Visualization - Area Plot
IBM Data Science Specialization: Area Plot
%%capture
!pip3 install xlrd
import matplotlib.pyplot as plt
import pandas as pd
df_can = pd.read_excel(
'./data/ibm/canada.xlsx',
sheet_name='Canada by Citizenship',
skiprows=range(20),
skipfooter=2
)
df_can.columns = list(map(lambda x: str(x), df_can.columns))
drops = [
'AREA',
'REG',
'DEV',
'Type',
'Coverage'
]
df_can.drop(columns=drops, inplace=True)
columns = {
'OdName': 'Country',
'AreaName': 'Continent',
'RegName': 'Region'
}
df_can.rename(columns=columns, inplace=True)
df_can.set_index('Country', inplace=True)
df_can['Total'] = df_can.sum(axis=1)
years = list(map(str, range(1980, 2014)))
df_can.sort_values('Total', ascending=False, axis=0, inplace=True)
df_top5 = df_can.head()
df_top5 = df_top5[years].transpose()
df_top5.head()
df_top5.index = df_top5.index.map(int)
df_top5.plot(
kind='area',
stacked=False,
figsize=(20, 10)
)
plt.title('Immigration Trend of Top 5 Countries')
plt.ylabel('Number of Immigrants')
plt.xlabel('Years')
plt.show()
The unstacked plot has a default transparency (alpha value) at 0.5. We can modify this value by passing in the alpha parameter.
df_top5.plot(
kind='area',
alpha=0.25,
stacked=False,
figsize=(20, 10),
)
plt.title('Immigration Trend of Top 5 Countries')
plt.ylabel('Number of Immigrants')
plt.xlabel('Years')
plt.show()
Option 1: Scripting layer (procedural method) - using matplotlib.pyplot as plt
You can use plt i.e. matplotlib.pyplot and add more elements by calling different methods procedurally; for example, plt.title(...) to add title or plt.xlabel(...) to add label to the x-axis.
# option 1: this is what we have been using so far
df_top5.plot(kind='area', alpha=0.35, figsize=(20, 10))
plt.title('Immigration trend of top 5 countries')
plt.ylabel('Number of immigrants')
plt.xlabel('Years')
Option 2: Artist layer (Object oriented method) - using an Axes instance from Matplotlib (preferred)
You can use an Axes instance of your current plot and store it in a variable (eg. ax).
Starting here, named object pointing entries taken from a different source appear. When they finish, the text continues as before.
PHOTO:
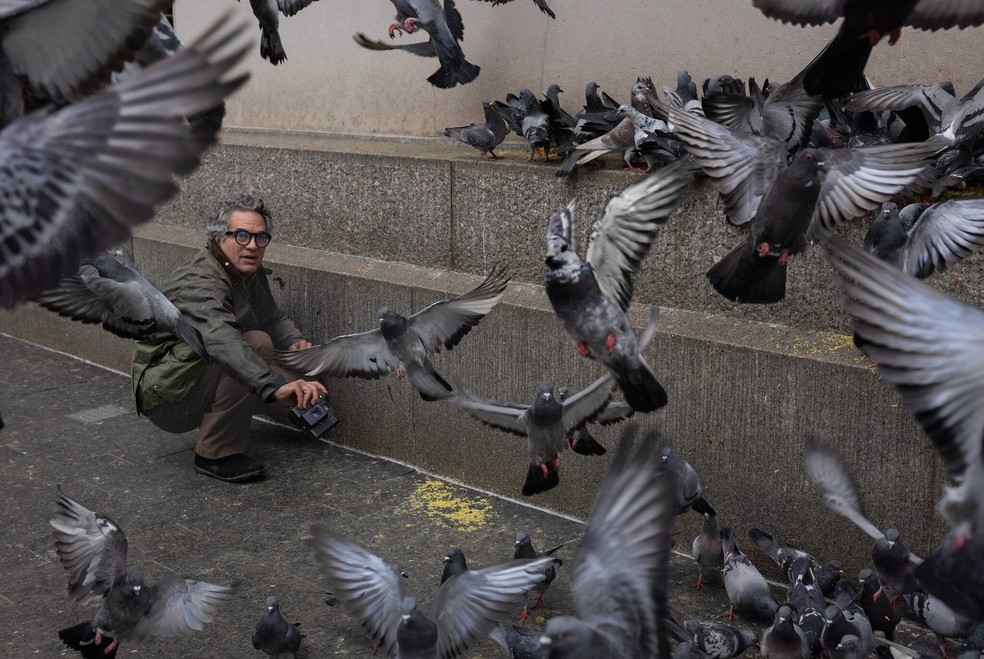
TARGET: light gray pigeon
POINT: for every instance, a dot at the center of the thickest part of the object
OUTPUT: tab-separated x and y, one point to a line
590	296
85	41
747	589
401	344
465	608
274	635
541	4
445	28
620	572
96	168
484	137
922	239
92	549
108	292
266	12
545	423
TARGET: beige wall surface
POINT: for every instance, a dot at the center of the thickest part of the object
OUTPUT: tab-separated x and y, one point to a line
330	84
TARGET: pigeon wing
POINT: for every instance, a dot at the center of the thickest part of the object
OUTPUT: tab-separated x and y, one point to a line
443	324
943	234
369	588
624	233
469	606
363	355
91	548
929	346
840	492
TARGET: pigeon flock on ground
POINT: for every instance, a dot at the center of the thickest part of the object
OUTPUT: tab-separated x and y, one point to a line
792	161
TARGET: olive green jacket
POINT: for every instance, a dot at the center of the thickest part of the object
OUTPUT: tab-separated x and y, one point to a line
221	304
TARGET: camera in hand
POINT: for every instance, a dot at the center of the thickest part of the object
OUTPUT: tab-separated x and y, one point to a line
316	418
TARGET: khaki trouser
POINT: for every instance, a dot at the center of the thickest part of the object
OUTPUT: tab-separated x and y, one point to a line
220	407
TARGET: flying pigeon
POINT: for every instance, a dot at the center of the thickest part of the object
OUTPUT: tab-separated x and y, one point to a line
445	28
266	12
464	609
75	181
541	4
708	553
747	589
274	635
108	292
590	297
545	423
619	574
841	65
922	239
484	137
92	549
524	549
401	344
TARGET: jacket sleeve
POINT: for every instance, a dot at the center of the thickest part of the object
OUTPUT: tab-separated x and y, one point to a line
207	298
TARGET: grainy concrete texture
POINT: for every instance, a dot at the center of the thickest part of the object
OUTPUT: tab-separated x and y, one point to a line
69	424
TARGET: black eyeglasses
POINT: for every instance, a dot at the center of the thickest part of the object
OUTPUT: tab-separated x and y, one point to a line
243	237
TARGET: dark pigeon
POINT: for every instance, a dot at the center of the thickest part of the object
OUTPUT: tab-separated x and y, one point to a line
402	344
590	297
619	576
484	137
465	608
108	292
96	168
274	635
445	28
92	549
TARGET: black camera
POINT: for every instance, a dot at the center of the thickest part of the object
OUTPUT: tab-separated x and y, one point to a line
316	418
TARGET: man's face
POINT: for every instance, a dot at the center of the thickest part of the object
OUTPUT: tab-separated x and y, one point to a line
246	258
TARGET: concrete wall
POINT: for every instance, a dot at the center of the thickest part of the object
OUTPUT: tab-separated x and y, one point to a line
331	84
You can add more elements by calling methods with a little change in syntax (by adding *set_* to the previous methods). For example, use ax.set_title() instead of plt.title() to add title, or ax.set_xlabel() instead of plt.xlabel() to add label to the x-axis.
This option sometimes is more transparent and flexible to use for advanced plots.
# option 2: preferred option with more flexibility
ax = df_top5.plot(kind='area', alpha=0.35, figsize=(20, 10))
ax.set_title('Immigration Trend of Top 5 Countries')
ax.set_ylabel('Number of Immigrants')
ax.set_xlabel('Years')